Misère, clientelisme, corruption, terrorisme,... Cet inventaire à la Prévert très noir donne un avant-goût de ce que vous pourrez trouver dans l'Immeuble Yacoubian de Alaa el Aswany. Cet auteur nous fait découvrir une Egypte sourde aux maux de ses hommes, une Egypte qui étouffe les ambitions les plus nobles au profit des bassesses les plus minables. Un livre qui fait mal. Et pourtant tout n'est pas si simple, si caricatural, si tranché.
Bien sûr, la condition des femmes est révoltante, bien sûr le népotisme fait frémir, mais l'Egypte de l'Immeuble Yacoubian reste plus que ça. C'est une Egypte qui chante, qui fume, qui boit, qui aime, qui cherche. Une Egypte qui n'est pas celle des pyramides et des touristes, mais bien une Egypte du quotidien de la rue, au passage.
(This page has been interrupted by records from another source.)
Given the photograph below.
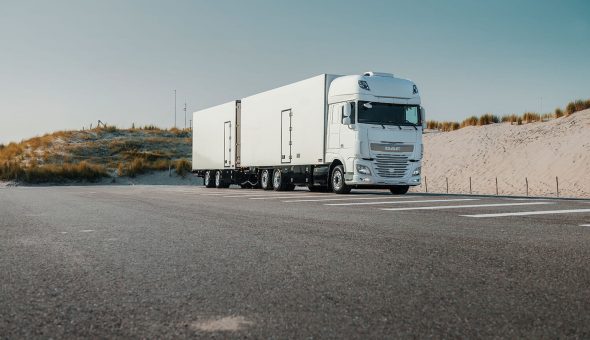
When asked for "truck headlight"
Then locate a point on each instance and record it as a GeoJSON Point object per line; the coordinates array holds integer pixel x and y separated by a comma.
{"type": "Point", "coordinates": [363, 169]}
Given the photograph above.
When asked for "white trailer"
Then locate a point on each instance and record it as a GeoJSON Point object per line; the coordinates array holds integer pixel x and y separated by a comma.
{"type": "Point", "coordinates": [328, 132]}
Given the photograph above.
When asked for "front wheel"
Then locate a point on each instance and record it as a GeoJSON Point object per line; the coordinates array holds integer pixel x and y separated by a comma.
{"type": "Point", "coordinates": [399, 189]}
{"type": "Point", "coordinates": [338, 184]}
{"type": "Point", "coordinates": [278, 181]}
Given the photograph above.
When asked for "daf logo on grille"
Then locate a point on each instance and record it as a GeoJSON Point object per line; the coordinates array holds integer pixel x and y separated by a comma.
{"type": "Point", "coordinates": [392, 148]}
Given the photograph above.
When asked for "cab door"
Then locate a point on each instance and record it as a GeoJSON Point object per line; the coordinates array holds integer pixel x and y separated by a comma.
{"type": "Point", "coordinates": [334, 122]}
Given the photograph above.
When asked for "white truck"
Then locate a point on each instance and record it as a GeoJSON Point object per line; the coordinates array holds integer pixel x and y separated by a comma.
{"type": "Point", "coordinates": [329, 133]}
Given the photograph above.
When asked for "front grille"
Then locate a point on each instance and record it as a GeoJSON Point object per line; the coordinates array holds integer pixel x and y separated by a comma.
{"type": "Point", "coordinates": [391, 166]}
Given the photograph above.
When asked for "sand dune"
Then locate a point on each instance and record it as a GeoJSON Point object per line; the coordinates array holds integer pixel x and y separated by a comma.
{"type": "Point", "coordinates": [538, 151]}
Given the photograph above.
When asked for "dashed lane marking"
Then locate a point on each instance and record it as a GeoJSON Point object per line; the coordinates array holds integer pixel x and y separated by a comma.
{"type": "Point", "coordinates": [467, 206]}
{"type": "Point", "coordinates": [404, 201]}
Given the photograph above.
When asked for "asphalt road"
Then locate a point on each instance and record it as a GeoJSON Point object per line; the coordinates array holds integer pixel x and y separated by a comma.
{"type": "Point", "coordinates": [170, 262]}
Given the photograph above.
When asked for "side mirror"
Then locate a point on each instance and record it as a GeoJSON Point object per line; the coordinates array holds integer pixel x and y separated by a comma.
{"type": "Point", "coordinates": [423, 117]}
{"type": "Point", "coordinates": [347, 111]}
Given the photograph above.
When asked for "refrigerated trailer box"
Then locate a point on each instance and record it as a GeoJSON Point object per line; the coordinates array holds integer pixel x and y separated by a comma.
{"type": "Point", "coordinates": [214, 137]}
{"type": "Point", "coordinates": [326, 132]}
{"type": "Point", "coordinates": [286, 125]}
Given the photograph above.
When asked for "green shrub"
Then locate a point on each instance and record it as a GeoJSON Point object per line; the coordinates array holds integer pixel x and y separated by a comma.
{"type": "Point", "coordinates": [136, 167]}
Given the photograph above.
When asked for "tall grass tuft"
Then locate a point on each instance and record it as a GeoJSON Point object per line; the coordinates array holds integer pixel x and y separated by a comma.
{"type": "Point", "coordinates": [487, 119]}
{"type": "Point", "coordinates": [471, 121]}
{"type": "Point", "coordinates": [529, 117]}
{"type": "Point", "coordinates": [558, 113]}
{"type": "Point", "coordinates": [509, 118]}
{"type": "Point", "coordinates": [577, 105]}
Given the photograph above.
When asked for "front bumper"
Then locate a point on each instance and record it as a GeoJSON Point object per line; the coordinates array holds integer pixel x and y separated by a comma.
{"type": "Point", "coordinates": [374, 179]}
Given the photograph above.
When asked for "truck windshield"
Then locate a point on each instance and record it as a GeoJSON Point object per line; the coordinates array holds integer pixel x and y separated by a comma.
{"type": "Point", "coordinates": [388, 114]}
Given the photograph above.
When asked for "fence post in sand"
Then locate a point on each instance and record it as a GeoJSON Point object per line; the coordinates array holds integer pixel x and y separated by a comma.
{"type": "Point", "coordinates": [496, 186]}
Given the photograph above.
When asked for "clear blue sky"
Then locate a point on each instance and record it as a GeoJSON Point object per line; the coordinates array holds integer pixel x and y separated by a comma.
{"type": "Point", "coordinates": [66, 64]}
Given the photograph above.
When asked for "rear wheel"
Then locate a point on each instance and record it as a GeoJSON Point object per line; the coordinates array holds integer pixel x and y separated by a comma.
{"type": "Point", "coordinates": [207, 180]}
{"type": "Point", "coordinates": [266, 179]}
{"type": "Point", "coordinates": [317, 188]}
{"type": "Point", "coordinates": [399, 189]}
{"type": "Point", "coordinates": [338, 184]}
{"type": "Point", "coordinates": [278, 181]}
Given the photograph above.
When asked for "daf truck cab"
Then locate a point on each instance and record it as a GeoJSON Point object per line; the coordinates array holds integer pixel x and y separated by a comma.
{"type": "Point", "coordinates": [375, 124]}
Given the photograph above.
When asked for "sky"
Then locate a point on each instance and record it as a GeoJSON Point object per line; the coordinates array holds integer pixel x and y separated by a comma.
{"type": "Point", "coordinates": [68, 64]}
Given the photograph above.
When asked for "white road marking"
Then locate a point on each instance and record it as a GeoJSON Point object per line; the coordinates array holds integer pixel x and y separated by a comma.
{"type": "Point", "coordinates": [466, 206]}
{"type": "Point", "coordinates": [526, 213]}
{"type": "Point", "coordinates": [405, 202]}
{"type": "Point", "coordinates": [279, 197]}
{"type": "Point", "coordinates": [264, 195]}
{"type": "Point", "coordinates": [349, 198]}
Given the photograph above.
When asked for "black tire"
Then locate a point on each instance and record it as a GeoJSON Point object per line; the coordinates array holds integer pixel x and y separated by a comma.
{"type": "Point", "coordinates": [207, 180]}
{"type": "Point", "coordinates": [399, 189]}
{"type": "Point", "coordinates": [219, 180]}
{"type": "Point", "coordinates": [266, 179]}
{"type": "Point", "coordinates": [318, 188]}
{"type": "Point", "coordinates": [337, 179]}
{"type": "Point", "coordinates": [278, 181]}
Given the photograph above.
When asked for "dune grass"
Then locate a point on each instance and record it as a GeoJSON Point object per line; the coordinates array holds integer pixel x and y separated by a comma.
{"type": "Point", "coordinates": [92, 154]}
{"type": "Point", "coordinates": [525, 118]}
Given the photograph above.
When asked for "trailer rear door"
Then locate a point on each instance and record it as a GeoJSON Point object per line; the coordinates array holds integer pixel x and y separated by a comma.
{"type": "Point", "coordinates": [227, 145]}
{"type": "Point", "coordinates": [286, 129]}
Ce roman plaira à ceux qui aiment comprendre les sociétés de l'intérieur. El Aswany est un reconstructeur d'ambiance de talents. On sent les odeurs, on entend les bruits du Caire. Il sait aussi faire se croiser les différents personnages avec subtilité, si bien qu'on voit se tisser le lien social, on le voit aussi se défaire, de pages en pages, tout en étant dans ce brouhaha de personnages qui font la vie d'un immeuble.
Ce roman intéressera ceux qui se penchent sur le devenir des êtres, dans leur lutte quotidienne pour se faire une place dans ce monde, que ce soit en passant par les études, la religion, les magouilles, l'amour. Ils pourront suivre Taha qui plonge dans l'islamisme. Azzam qui coule dans l'affairisme. Entre autres.
Je vous offre l'incipit: "Cent mètres à peine séparent le passage Bahlar où habite Zaki Dessouki de son bureau de l'immeuble Yacoubian, mais il met, tous les matins, une heure à les franchir car il lui faut saluer ses amis de la rue: les marchands de chaussures, et leur commis des deux sexes, les garçons de café, le personnel du cinéma, les habitués du magasin de café brésilien. Zaki bey connaît par leur nom jusqu'aux concierges, cireurs de souliers, mendiants et agents de la circulation. Il échange avec eux salutations et nouvelles. C'est un des plus anciens habitants de la rue Soliman-Pacha."
Ce livre est aussi l'occasion pour moi de lancer deux nouvelles rubriques: celle intitulée "romans d'immeuble" et celle intitulée "découvrir un pays". La première vous plongera dans des histoires qui sont construites autour d'un immeuble, dans des lieux et époques différentes. La deuxième vous permettra de vous plonger dans la découverte d'un pays, par l'écriture. Encore plus d'entrées possibles pour vous fidèles lecteurs dans le monde des romans d'ici ou d'ailleurs, à la recherche de petites pépites à partager! Vue pan-or-amique garantie!